At the top of the list stands “1984”, the seminal Orwell work about the sacrifices of personal privacy in modern society and how individuality can be suppressed through fear.

This resurgence is just in time for a new development. When the Coke Freestyle soda fountain, seemingly a paragon of choice, was released eight years ago, numerous pundits referenced “1984” in regards to one feature: that each Freestyle machine collects data on the beverages we have dispensed for “Big Bubbler” at the “Ministry” in Atlanta. For the first time, that data has been put into play, as the two most popular choices have been bottled and rolled out nationwide.

Moving past the debate about privacy invasions that are just as commonplace at the grocery store and Amazon.com these days, cherry soft drinks have been popular since the 1930’s, and it’s no surprise Cherry Sprite is the top Freestyle option for most anyone – other than the namesake of one version of the concoction. Apparently identity appropriation doesn’t get you a seat on the “Good Ship Lollipop”.

Sprite Cherry and Sprite Cherry Zero 2

The press release states: “Formulations for the fountain and bottled versions of Sprite Cherry and Sprite Cherry Zero vary”. Let’s hope this isn’t like heading to a Chevrolet dealership to find out the SS Sedan doesn’t look like this.

Sprite Cherry and Cherry Zero are clear, identical to original Sprite, but unlike the red-tinted versions that come from the Freestyle. The initial scent of Sprite Cherry was a strong cherry, with the citrus notes fading in at the end. Sprint Cherry Zero was less distinct, fruity and fresh but not as discernible.
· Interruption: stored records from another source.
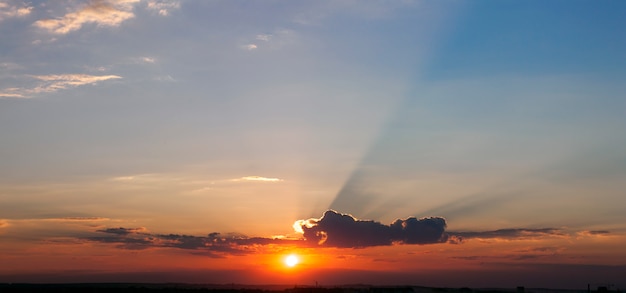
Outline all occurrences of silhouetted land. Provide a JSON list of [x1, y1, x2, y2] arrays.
[[0, 283, 621, 293]]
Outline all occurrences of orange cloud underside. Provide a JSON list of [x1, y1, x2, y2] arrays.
[[0, 230, 626, 284]]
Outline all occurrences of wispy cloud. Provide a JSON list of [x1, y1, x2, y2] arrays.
[[231, 176, 283, 182], [0, 1, 33, 22], [241, 44, 258, 51], [85, 227, 305, 257], [147, 0, 180, 16], [0, 74, 122, 98], [33, 0, 139, 34], [449, 228, 567, 242]]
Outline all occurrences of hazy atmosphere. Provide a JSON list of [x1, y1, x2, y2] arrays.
[[0, 0, 626, 289]]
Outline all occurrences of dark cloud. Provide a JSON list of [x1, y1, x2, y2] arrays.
[[98, 227, 147, 235], [86, 210, 576, 253], [294, 210, 447, 248]]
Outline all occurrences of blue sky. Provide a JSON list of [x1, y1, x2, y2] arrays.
[[0, 0, 626, 288]]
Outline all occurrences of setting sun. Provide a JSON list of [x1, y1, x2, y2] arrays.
[[285, 254, 300, 268]]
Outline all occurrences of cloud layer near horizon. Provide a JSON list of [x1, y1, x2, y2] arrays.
[[51, 210, 588, 257], [294, 210, 448, 247]]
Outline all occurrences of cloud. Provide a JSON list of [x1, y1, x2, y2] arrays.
[[448, 228, 566, 242], [231, 176, 283, 182], [33, 0, 139, 34], [98, 227, 148, 235], [32, 74, 122, 93], [147, 0, 180, 16], [294, 210, 447, 248], [84, 227, 305, 253], [0, 74, 122, 98], [0, 1, 33, 22], [241, 44, 258, 51], [256, 34, 272, 42]]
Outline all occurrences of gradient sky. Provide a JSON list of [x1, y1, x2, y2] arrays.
[[0, 0, 626, 289]]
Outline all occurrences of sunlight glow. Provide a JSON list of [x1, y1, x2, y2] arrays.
[[285, 254, 300, 268]]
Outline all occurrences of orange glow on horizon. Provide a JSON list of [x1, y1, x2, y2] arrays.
[[284, 254, 300, 268]]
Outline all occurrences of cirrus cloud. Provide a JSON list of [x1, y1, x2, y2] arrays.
[[33, 0, 139, 34], [0, 74, 122, 98]]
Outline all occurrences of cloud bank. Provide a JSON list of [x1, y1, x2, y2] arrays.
[[84, 227, 302, 257], [294, 210, 448, 248], [78, 210, 580, 257]]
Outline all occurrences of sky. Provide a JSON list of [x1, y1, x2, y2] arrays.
[[0, 0, 626, 289]]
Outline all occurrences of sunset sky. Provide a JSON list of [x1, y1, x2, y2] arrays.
[[0, 0, 626, 289]]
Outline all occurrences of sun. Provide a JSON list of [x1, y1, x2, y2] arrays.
[[284, 254, 300, 268]]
Sprite Cherry and Sprite Cherry Zero 3

Sprite Cherry was a wonderful experience. It was crisp and really suggested a balance of cherry with a lemon/lime combo and equal in sweetness to original Sprite. It was one of the best new bottled sodas I have tried in recent years.
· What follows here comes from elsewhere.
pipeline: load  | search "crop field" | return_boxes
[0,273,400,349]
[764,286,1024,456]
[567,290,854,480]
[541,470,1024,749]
Sprite Cherry and Sprite Cherry Zero 4

Sprite Cherry Zero was adequate, but in comparison to Sprite Cherry, was a relative disappointment. No individual flavor stood out. This was a particular letdown as cherry flavors have proven very effective in no-cal soft drinks. Cherry Coke Zero, Diet Dr. Pepper Cherry, and Diet Mountain Dew Code Red stand as some of my all-time favorites.
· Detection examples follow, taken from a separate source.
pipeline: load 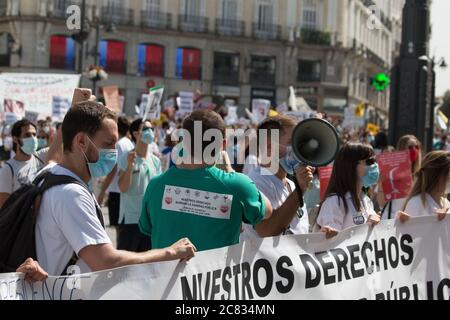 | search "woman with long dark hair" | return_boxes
[398,151,450,222]
[317,143,380,237]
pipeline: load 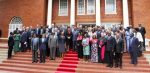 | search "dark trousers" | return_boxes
[40,49,46,63]
[50,47,56,60]
[142,35,146,48]
[21,42,27,52]
[130,51,138,65]
[8,46,13,59]
[32,50,38,62]
[138,42,145,57]
[77,44,83,58]
[73,41,77,51]
[107,51,114,67]
[115,53,122,67]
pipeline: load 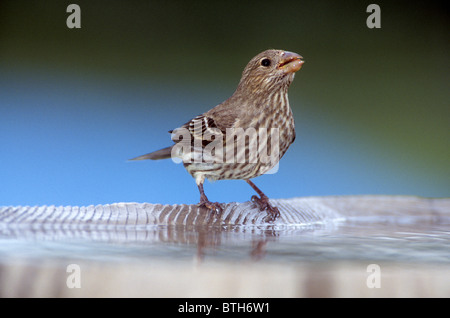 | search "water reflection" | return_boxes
[0,217,450,263]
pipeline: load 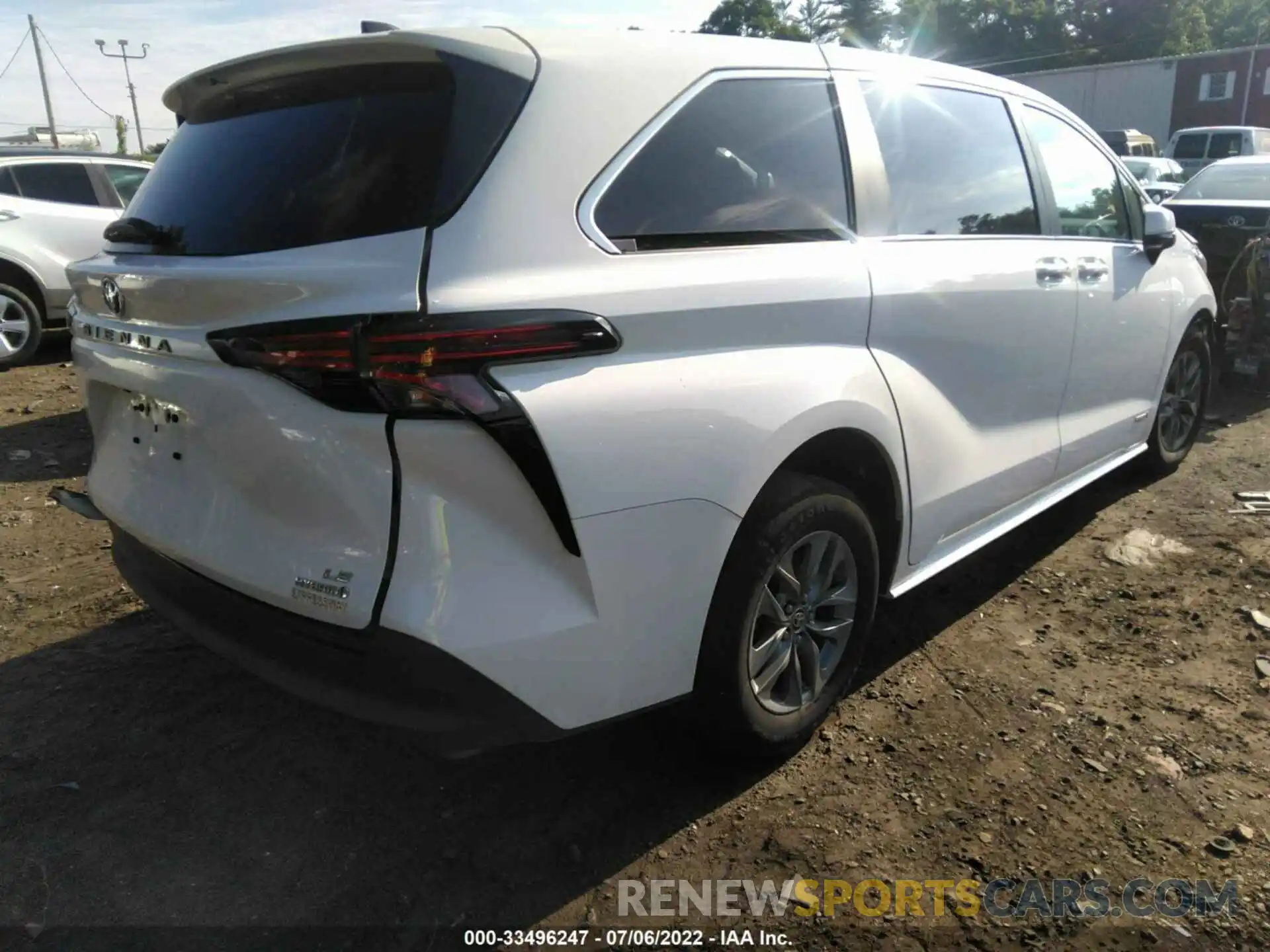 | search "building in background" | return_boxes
[0,126,102,152]
[1009,46,1270,149]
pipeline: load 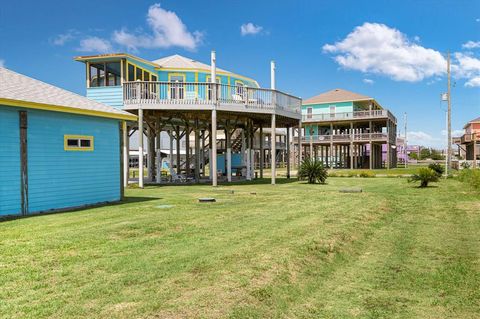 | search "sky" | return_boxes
[0,0,480,148]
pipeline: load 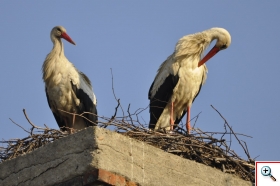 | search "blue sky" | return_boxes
[0,0,280,160]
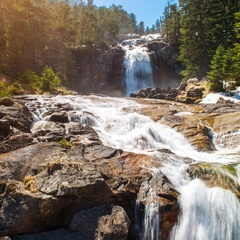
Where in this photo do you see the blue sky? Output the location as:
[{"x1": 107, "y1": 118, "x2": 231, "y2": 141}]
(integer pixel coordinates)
[{"x1": 93, "y1": 0, "x2": 177, "y2": 27}]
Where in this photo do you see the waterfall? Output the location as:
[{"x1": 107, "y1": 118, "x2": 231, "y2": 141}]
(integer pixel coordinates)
[
  {"x1": 124, "y1": 46, "x2": 154, "y2": 96},
  {"x1": 29, "y1": 95, "x2": 240, "y2": 240},
  {"x1": 171, "y1": 179, "x2": 240, "y2": 240}
]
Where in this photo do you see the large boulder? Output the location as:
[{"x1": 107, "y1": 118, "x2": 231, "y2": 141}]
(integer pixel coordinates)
[
  {"x1": 70, "y1": 205, "x2": 130, "y2": 240},
  {"x1": 0, "y1": 142, "x2": 180, "y2": 239}
]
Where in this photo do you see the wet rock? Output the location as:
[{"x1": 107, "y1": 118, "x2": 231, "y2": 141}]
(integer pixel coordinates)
[
  {"x1": 0, "y1": 97, "x2": 14, "y2": 107},
  {"x1": 0, "y1": 143, "x2": 178, "y2": 239},
  {"x1": 0, "y1": 133, "x2": 36, "y2": 154},
  {"x1": 0, "y1": 119, "x2": 11, "y2": 141},
  {"x1": 187, "y1": 163, "x2": 240, "y2": 199},
  {"x1": 0, "y1": 99, "x2": 32, "y2": 133},
  {"x1": 70, "y1": 205, "x2": 130, "y2": 240},
  {"x1": 49, "y1": 112, "x2": 69, "y2": 123}
]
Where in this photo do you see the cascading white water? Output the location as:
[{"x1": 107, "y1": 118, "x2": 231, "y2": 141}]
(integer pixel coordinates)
[
  {"x1": 124, "y1": 46, "x2": 154, "y2": 96},
  {"x1": 171, "y1": 179, "x2": 240, "y2": 240},
  {"x1": 28, "y1": 96, "x2": 240, "y2": 240}
]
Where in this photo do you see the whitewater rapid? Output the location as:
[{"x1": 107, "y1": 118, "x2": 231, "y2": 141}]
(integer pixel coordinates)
[
  {"x1": 28, "y1": 96, "x2": 240, "y2": 240},
  {"x1": 124, "y1": 46, "x2": 154, "y2": 96}
]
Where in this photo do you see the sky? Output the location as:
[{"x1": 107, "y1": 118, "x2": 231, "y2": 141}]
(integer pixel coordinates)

The primary reason is that the strong cherry flavor seems to make up for the artificial sweeter, resulting in a less diet-feeling experience. Coke may have tried to achieve the balance of cherry with the other flavors in the full sugar version, but it was the wrong call in the diet version.

My hopes for a new go-to diet drink were dashed as abruptly as Winston’s fleeting happiness before the novel’s climax. Sprite Cherry might end up with more staying power, as an enjoyable but not radically different option (Ministry of Plenty approved!)

As for me, I’ll go back to dreaming about my soft drink “dark haired girl” – when Coke decides to add Mango, Watermelon, Pomegranate, and Chocolate options to the Freestyle – or my “Golden Country” – a Pepsi Spire machine near my home.

(Nutrition Facts – 20 fl ounces – Sprite Cherry – 200 calories, 0 grams of fat, 110 milligrams of sodium, 55 grams of carbohydrates, 54 grams of sugar, and 0 grams of protein. Sprite Cherry Zero – 0 calories, 0 grams of fat, 55 milligrams of sodium, less than 1 gram of carbohydrates, and 0 grams of protein.)

Purchased Price: 2 for $3.50
Size: 20 oz. bottles
Purchased at: Wawa
Rating: 8 out of 10 (Sprite Cherry)
Rating: 5 out of 10 (Sprite Cherry Zero)
Pros: Freestyle feedback leading the R&D process. Balanced Cherry hit of Sprite Cherry. Brave New World. Fahrenheit 451. It Can’t Happen Here.
Cons: Not enough cherry “umph” in Sprite Cherry Zero. Uber-safe options coming from the Freestyle (no Grape Mello Yello?). The Pepsi Spire locator map that indicates a Subway next door to where I work in Delaware that is actually in Saskatchewan.